Storm (Sex and Bullets 1)
Page 91
Storm’s hands shake as he searches through the other drawers for something and comes up with a letter opener, an ornate, gilt affair. Before I warn him not to break the seal, he cuts the envelope o
pen from the side. The opener lands on the desk with a clank, and he pulls out a bunch of folder sheets of paper. He almost drops them, his face twisting. The bandage around his arm is spotted with blood.
I grab the papers before they fall.
“What does it say?” he asks, voice hoarse. His face is pale, beaded with sweat. “Read it for me.”
“We should go,” I say, worried. “You don’t look so hot.”
“I fucked up my arm. What does the letter say?”
I unfold the papers, my heart booming. “My dear Storm,” I begin. “There are a few things you need to know, and I can’t keep them from you any longer. Soon you will come into your inheritance, and you must be made aware of things past which bear on the present. I thought—” I stop and frown. “Was he so formal in real life, too?”

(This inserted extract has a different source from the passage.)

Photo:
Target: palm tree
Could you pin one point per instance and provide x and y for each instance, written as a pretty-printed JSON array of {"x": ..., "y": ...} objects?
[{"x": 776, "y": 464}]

“Worse.” Storm looks terrible, and I hope Hawk comes in soon. I’m not sure Storm can walk out of here without help. “Please read.”
“I thought I’d spare you this knowledge, and the Organization doesn’t want me to tell you. Which is understandable, but I trust you not to take action against them. It would not be in your interest. I will explain in the course of this letter why not and how this organization has affected your life, starting with the death of your parents.”

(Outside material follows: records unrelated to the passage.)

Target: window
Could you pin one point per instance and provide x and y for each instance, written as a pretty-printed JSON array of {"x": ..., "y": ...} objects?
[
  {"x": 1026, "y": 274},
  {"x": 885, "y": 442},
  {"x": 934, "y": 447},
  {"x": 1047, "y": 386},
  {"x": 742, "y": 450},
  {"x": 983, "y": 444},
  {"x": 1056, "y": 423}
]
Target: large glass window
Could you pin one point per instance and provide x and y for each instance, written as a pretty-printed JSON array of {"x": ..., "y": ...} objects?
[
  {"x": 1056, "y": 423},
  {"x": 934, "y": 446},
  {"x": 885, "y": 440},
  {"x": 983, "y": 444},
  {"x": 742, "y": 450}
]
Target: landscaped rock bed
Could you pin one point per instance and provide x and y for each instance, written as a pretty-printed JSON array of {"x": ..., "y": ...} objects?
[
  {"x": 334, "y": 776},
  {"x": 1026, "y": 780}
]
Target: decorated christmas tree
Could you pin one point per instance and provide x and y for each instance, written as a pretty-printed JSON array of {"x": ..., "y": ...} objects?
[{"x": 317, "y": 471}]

Well, damn. Storm makes a soft sound in the back of his throat, like a moan.
“You see,” I read on, “the leaders of the Organization take hard decisions to protect its interests. I’m one of them, Storm. And I want to say I’m sorry.”
Chapter Nineteen
STORM
The words still echo, tumbling and crashing inside my skull, when Hawk hauls me up and secures my good arm around his shoulders.
“Let’s go,” he says. He pulls me out of the office, Raylin hurrying along. “More reporters are arriving. I hope you got what you wanted.”
“We did,” Raylin says. She says something more, and he replies as we stumble out of the house, but their voices barely reach my ears.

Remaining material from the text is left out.